During the 1994 reform, the social democrats severed the connection between job training and the unemployment benefit system, so that participation in ALMPs would no longer give entitlement to unemployment benefits if the individual comes out of the training period still unemployed. This move finally reversed a long trend started under the social democrats themselves in 1979, when the party in government introduced a Job-Offer-Scheme. With the Job-Offer-Scheme, a job of at least seven months was guaranteed to all long-term unemployed. However, because of insufficient job demand in both the public and the private sector, people who were offered a temporary job were rushed out of it right after seven months in order to make way for the next eligible long-term unemployed. By the 1980s, this recycling trend had intensified, as the unemployed in general were entitled to unemployment benefit for three years, including six months of participation in a job training program, which in turn led to the entitlement for three new years of benefits. Now, the government’s reform in 1994 once and for all ended this practice of recycling the unemployed through the benefit system and ALMPs (Kvist 2000: 21; Kildal 2001: 7; Abrahamson and Oorschot 2002: 8).
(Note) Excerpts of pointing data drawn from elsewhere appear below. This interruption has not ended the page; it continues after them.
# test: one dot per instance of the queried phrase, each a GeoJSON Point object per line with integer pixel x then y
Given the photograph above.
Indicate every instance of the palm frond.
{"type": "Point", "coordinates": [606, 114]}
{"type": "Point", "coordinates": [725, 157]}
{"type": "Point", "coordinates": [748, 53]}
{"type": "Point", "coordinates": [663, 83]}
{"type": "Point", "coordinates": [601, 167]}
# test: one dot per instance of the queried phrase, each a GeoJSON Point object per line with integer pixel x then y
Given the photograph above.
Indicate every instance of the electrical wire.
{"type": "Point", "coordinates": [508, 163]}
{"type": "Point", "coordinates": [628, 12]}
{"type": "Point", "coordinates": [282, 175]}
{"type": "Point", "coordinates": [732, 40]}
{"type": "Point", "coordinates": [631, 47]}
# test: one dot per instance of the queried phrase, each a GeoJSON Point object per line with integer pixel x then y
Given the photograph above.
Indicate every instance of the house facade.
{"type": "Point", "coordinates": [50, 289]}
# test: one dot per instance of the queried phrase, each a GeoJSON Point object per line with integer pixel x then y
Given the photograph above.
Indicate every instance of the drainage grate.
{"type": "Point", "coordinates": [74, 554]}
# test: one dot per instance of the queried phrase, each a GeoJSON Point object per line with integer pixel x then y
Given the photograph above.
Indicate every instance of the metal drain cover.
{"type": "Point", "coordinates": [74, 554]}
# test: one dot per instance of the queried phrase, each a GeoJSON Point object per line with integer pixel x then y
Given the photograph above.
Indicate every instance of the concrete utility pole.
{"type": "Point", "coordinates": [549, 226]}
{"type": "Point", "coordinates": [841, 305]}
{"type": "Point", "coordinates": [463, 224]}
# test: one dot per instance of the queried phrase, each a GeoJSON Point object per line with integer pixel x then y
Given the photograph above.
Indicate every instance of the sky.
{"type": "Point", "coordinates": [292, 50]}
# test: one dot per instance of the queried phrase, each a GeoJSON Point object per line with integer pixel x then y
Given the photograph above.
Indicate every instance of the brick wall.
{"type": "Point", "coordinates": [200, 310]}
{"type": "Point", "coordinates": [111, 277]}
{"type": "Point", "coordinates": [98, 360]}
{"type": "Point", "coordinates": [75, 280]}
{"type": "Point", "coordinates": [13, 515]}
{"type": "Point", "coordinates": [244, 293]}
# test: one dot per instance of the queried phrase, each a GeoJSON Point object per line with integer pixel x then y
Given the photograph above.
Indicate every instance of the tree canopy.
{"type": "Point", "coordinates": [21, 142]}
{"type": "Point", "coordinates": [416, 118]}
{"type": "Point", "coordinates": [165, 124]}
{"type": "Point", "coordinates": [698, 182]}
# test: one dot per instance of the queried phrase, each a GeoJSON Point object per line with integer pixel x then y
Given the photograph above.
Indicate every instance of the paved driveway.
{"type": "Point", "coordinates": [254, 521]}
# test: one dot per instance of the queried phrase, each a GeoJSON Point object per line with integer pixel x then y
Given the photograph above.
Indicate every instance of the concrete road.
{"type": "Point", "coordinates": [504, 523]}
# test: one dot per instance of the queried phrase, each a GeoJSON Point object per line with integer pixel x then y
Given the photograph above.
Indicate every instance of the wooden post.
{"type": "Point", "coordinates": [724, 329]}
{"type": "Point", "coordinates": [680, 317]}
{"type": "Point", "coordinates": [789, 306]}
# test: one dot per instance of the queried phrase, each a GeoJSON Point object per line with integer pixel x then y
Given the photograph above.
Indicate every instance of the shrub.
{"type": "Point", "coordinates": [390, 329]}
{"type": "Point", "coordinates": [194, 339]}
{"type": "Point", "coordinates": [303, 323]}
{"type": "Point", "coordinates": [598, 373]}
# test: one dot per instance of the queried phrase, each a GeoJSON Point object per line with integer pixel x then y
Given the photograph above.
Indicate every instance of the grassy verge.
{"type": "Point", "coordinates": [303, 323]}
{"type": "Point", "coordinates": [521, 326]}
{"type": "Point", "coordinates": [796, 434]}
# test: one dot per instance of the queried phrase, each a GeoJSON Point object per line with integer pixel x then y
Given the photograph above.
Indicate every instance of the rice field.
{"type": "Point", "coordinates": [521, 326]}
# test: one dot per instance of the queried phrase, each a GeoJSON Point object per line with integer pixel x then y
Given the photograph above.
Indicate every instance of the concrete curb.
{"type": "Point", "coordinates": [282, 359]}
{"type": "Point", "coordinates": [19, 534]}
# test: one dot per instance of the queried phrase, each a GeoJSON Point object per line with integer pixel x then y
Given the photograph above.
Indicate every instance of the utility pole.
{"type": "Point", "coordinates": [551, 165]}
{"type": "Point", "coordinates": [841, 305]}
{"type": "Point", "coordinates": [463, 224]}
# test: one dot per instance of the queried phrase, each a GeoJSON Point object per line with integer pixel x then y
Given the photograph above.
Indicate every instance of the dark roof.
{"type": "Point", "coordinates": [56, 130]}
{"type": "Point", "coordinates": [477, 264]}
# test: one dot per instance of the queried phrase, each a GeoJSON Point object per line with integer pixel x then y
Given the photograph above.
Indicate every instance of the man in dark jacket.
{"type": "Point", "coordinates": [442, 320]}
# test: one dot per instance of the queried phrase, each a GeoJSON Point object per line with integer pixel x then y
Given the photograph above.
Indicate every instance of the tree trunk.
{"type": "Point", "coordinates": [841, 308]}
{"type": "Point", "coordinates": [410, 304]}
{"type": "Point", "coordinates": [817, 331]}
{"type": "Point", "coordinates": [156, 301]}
Under the social democrats, the duration of unemployment benefit was split into one passive period followed by one active period. During the passive period the state offers individualized counseling to the unemployed to help them draw up an individual action plan about participation in ALMPs and reintegration into the labour market. During this phase the unemployed have a lot of discretion in choosing the preferred activation methods from the available options, and one crucial stated objective of these plans is to achieve an appropriate balance between the wishes of the individuals and the local market demands. During the active period which follows, the state is obliged to make ALMP offers based on the action plan drawn up during the passive period, and correspondingly the unemployed individuals are obliged to accept these offers. The ALMP offers from the state can encompass a very wide range of activities including specialized individual job training, pool jobs, job rotation, leave schemes, as well as training or education in the ordinary education system (Madsen 2003: 75; Bjorklund 2000: 155-156; Etherington 1998: 153-154; Dahl et al. 2002: 21; Dingeldey and Linke-Sonderegger 2004: 13). Just as the total duration of unemployment benefit was being reduced, the passive component of the benefit duration was also gradually crowded out by the active component. In 1995 the active period kicked in after four years of benefit, but by 1996 the lag was reduced to only two years and by 1999 to one, and the active period must involve activation for at least 75 per cent of the time. The reduction in the passive period was extremely steep for the young, already down to six months by 1996. For social assistance recipients, on the other hand, as of January 1994 they were required to be activated after only one year on social assistance. With these reforms, Denmark was well on

its way to implement by the end of 2000 the European Union employment guidelines calling for early activation for both young and adult unemployed persons.